Ce travail vous permettra dans un premier temps de vérifier si votre bilan est sein « financièrement parlant » : Généralement, une entreprise va financer ses biens les moins liquides avec des dettes à long terme, et ses biens les plus liquides avec les dettes les plus courtes. Une machine amortissable sur plusieurs années sera financée par des apports en capitaux, tandis que les stocks, ou les créances clients seront financés grâce aux dettes fournisseurs.

Ce mécanisme permet également d’introduire les notions de besoin en fonds de roulement (BFR), fonds de roulement net global (FRNG), et trésorerie nette. Ce sont des ratios important du business plan, appréciés par les investisseurs et banquiers.

  • BFR = stocks + créances clients – dettes fournisseurs

Il permet de donner une représentation des besoins de financement à court terme d’une entreprise, résultant des décalages de flux de trésorerie dus aux encaissements et décaissements de l’activité.

  • FRNG = capital social + réserves + résultat + dettes financières > 1 an + amortissements cumulés – immobilisations brutes

Il permet de calculer le « matelas de sécurité » que possède une entreprise, en d’autres termes ses ressources qualifiées de stables. Ce ratio permet de prévenir un défaut de paiement d’un client, ou une diminution des ventes futures.

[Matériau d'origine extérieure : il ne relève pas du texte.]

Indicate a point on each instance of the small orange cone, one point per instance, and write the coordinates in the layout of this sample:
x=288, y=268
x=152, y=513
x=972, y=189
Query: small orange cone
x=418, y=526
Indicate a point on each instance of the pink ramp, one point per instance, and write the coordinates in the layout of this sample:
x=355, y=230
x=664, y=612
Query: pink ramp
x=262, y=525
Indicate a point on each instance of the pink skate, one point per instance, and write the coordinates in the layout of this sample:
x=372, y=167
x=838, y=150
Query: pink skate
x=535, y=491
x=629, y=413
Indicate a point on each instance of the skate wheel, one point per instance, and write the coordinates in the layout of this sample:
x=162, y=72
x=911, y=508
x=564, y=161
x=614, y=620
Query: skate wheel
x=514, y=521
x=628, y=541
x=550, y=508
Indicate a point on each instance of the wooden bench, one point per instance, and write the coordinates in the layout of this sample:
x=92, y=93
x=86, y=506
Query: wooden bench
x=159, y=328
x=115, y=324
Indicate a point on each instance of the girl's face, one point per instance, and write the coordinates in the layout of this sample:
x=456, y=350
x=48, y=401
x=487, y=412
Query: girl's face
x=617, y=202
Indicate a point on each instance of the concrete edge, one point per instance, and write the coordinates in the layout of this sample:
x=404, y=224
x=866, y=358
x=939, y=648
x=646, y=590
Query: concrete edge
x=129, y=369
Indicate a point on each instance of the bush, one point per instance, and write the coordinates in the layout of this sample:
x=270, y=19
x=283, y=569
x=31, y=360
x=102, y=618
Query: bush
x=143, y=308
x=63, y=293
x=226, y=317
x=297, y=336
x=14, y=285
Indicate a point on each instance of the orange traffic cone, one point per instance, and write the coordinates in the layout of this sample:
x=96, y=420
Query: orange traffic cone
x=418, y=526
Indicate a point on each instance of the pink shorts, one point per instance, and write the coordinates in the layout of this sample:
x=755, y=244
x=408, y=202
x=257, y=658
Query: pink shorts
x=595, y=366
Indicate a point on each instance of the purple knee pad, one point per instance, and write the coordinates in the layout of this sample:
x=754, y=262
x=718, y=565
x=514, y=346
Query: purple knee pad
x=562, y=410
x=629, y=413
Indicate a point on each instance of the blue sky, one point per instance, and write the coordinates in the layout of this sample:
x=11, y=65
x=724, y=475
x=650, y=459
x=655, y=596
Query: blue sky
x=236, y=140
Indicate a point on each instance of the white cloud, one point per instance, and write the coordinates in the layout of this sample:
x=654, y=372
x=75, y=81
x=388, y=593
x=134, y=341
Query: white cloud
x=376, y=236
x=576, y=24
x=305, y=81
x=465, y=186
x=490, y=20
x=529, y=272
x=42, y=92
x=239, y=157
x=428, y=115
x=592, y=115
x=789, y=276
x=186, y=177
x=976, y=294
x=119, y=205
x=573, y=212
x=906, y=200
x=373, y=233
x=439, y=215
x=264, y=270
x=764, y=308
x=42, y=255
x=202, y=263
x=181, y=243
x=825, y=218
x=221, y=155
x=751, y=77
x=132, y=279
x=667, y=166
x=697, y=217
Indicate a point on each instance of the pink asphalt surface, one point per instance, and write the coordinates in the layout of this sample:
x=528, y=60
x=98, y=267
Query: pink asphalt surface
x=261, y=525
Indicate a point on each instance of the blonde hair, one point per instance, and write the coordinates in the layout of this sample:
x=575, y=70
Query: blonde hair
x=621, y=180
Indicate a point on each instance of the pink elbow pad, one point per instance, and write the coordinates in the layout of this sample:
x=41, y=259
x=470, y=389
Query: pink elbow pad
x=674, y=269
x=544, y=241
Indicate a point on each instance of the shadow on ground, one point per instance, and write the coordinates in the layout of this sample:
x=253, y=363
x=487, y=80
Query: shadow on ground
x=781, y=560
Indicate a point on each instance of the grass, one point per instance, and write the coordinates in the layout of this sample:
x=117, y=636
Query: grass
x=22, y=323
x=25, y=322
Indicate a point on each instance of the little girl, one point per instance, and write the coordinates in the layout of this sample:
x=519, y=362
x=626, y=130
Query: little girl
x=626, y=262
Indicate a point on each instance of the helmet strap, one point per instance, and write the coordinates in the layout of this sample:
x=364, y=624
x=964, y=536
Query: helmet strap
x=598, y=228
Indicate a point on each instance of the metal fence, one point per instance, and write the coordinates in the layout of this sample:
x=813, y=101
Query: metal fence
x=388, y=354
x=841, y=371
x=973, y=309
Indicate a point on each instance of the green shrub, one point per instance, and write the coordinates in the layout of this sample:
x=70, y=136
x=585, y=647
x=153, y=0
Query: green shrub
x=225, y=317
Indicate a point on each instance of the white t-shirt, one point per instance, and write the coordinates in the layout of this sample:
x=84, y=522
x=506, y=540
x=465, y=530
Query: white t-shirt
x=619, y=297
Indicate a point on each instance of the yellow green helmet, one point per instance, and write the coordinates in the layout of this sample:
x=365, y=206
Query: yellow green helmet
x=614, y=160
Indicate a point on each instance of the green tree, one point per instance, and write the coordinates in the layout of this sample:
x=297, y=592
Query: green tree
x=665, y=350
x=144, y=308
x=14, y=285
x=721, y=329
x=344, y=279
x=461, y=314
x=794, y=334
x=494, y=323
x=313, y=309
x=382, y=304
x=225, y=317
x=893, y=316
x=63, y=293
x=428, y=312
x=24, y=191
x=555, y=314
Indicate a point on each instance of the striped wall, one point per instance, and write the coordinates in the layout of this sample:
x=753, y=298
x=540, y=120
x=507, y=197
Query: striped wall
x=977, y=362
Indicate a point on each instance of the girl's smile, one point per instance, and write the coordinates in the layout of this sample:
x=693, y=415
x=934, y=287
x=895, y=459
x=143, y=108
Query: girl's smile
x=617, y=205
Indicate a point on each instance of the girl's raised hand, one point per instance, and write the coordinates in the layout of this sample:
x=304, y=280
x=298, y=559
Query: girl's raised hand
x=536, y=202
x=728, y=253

  • Trésorerie nette = FRNG – BFR

Elle représente l’ensemble des sommes d’argent mobilisables à court terme par l’entreprise.

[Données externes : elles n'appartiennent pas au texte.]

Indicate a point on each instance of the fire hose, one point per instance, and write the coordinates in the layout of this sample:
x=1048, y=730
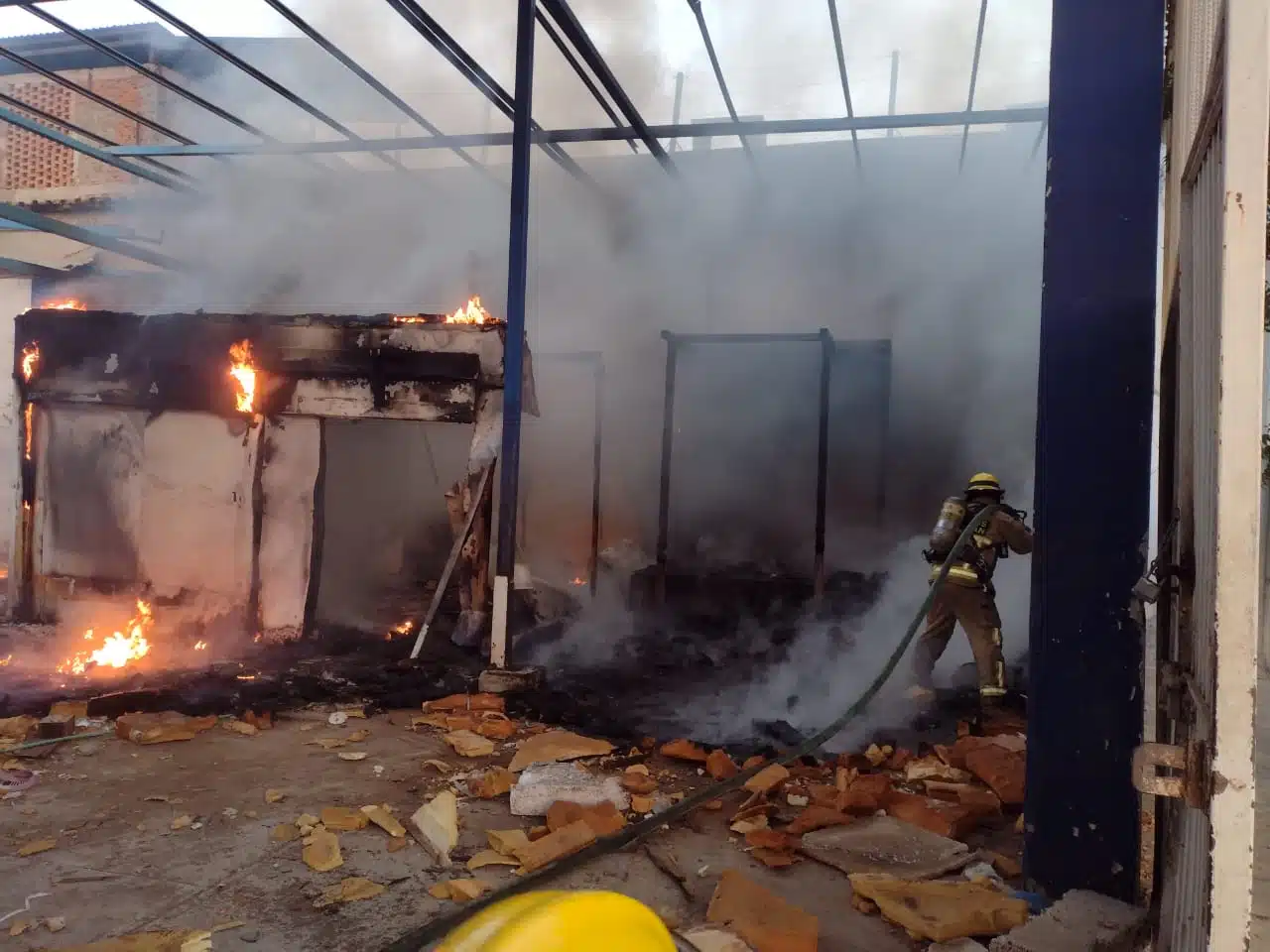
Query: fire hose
x=439, y=928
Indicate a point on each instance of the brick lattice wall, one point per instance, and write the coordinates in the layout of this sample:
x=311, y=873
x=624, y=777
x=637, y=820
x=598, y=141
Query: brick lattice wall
x=31, y=162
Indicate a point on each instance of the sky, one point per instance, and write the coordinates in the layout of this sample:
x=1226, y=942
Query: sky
x=781, y=64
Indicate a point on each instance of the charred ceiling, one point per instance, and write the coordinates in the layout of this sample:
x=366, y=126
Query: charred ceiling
x=418, y=367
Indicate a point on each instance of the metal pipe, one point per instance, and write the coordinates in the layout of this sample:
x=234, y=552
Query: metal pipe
x=87, y=134
x=663, y=500
x=822, y=462
x=30, y=468
x=123, y=59
x=513, y=353
x=842, y=75
x=461, y=60
x=595, y=458
x=32, y=66
x=884, y=438
x=86, y=236
x=554, y=36
x=677, y=109
x=62, y=139
x=894, y=87
x=213, y=48
x=717, y=70
x=702, y=130
x=357, y=70
x=576, y=35
x=974, y=79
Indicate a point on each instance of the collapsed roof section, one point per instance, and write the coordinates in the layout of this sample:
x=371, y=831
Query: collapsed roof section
x=382, y=366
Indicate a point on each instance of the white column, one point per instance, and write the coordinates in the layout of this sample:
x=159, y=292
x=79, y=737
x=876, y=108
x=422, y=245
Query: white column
x=14, y=298
x=293, y=454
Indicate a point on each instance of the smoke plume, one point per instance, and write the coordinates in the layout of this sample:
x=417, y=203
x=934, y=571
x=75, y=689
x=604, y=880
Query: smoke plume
x=943, y=264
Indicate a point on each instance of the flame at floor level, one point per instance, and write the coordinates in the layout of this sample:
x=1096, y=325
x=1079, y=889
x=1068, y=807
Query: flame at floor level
x=118, y=649
x=244, y=376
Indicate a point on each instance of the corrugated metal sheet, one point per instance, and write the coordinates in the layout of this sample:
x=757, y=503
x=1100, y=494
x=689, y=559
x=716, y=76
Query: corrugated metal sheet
x=1218, y=198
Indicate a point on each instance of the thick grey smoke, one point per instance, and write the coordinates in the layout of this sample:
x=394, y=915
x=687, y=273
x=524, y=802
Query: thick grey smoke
x=944, y=266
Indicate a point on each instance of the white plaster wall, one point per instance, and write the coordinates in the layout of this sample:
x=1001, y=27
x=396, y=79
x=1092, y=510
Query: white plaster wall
x=14, y=298
x=293, y=456
x=89, y=492
x=195, y=506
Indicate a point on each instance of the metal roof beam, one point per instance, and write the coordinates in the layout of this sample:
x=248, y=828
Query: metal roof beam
x=357, y=70
x=576, y=35
x=842, y=75
x=702, y=130
x=554, y=36
x=714, y=62
x=87, y=236
x=974, y=77
x=213, y=48
x=461, y=60
x=80, y=131
x=49, y=132
x=30, y=270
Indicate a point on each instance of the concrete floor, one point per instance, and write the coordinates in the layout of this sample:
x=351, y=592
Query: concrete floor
x=119, y=867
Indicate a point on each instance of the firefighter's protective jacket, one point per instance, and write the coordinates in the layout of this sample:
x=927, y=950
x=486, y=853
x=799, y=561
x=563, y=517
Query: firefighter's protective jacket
x=976, y=561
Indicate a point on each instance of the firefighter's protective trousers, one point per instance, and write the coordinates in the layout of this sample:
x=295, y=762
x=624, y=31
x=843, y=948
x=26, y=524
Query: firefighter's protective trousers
x=975, y=608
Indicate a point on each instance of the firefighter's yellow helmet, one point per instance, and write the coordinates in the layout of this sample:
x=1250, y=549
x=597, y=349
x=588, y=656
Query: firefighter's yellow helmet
x=562, y=921
x=984, y=483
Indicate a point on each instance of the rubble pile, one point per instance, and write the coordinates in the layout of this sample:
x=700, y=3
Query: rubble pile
x=924, y=838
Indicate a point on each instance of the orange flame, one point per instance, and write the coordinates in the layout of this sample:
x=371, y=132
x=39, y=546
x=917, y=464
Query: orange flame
x=244, y=376
x=30, y=361
x=472, y=312
x=117, y=649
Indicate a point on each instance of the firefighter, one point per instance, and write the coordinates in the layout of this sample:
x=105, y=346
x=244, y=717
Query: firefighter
x=968, y=595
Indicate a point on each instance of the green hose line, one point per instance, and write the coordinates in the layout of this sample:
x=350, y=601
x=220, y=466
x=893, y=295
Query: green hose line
x=439, y=928
x=46, y=742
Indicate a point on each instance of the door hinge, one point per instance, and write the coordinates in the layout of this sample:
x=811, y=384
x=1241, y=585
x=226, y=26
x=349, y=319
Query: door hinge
x=1178, y=696
x=1191, y=777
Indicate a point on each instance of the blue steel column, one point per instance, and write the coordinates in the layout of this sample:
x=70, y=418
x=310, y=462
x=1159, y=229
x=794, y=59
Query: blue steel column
x=1093, y=443
x=513, y=354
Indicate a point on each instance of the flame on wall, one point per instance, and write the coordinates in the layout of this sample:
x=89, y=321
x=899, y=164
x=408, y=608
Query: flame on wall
x=472, y=312
x=30, y=361
x=117, y=649
x=243, y=372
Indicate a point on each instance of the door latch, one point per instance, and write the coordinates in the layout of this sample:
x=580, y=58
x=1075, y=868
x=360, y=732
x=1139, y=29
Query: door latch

Comme vous l’avez compris, le bilan est un élément important du business plan. Il peut permettre aux investisseurs ou banquiers d’apprécier la santé et la structure financière de votre entreprise, mais surtout d’obtenir des détails sur sa construction. Cela permettra  aux sources d'investissement d’affiner leurs avis sur un éventuel financement / refinancement de votre entreprise. Le bilan prévisionnel est également d’une grande utilité pour le dirigeant d’entreprise, car il lui permet de vérifier si l’équilibre financier est bien respecté. Ce document est à mettre en parallèle du compte de résultat prévisionnel, des soldes intermédiaires de gestion, du plan de financement prévisionnel, ainsi que des flux de trésorerie dans la partie financière de votre plan d’affaire pour augmenter votre crédibilité, et ainsi augmenter vos chances de financement.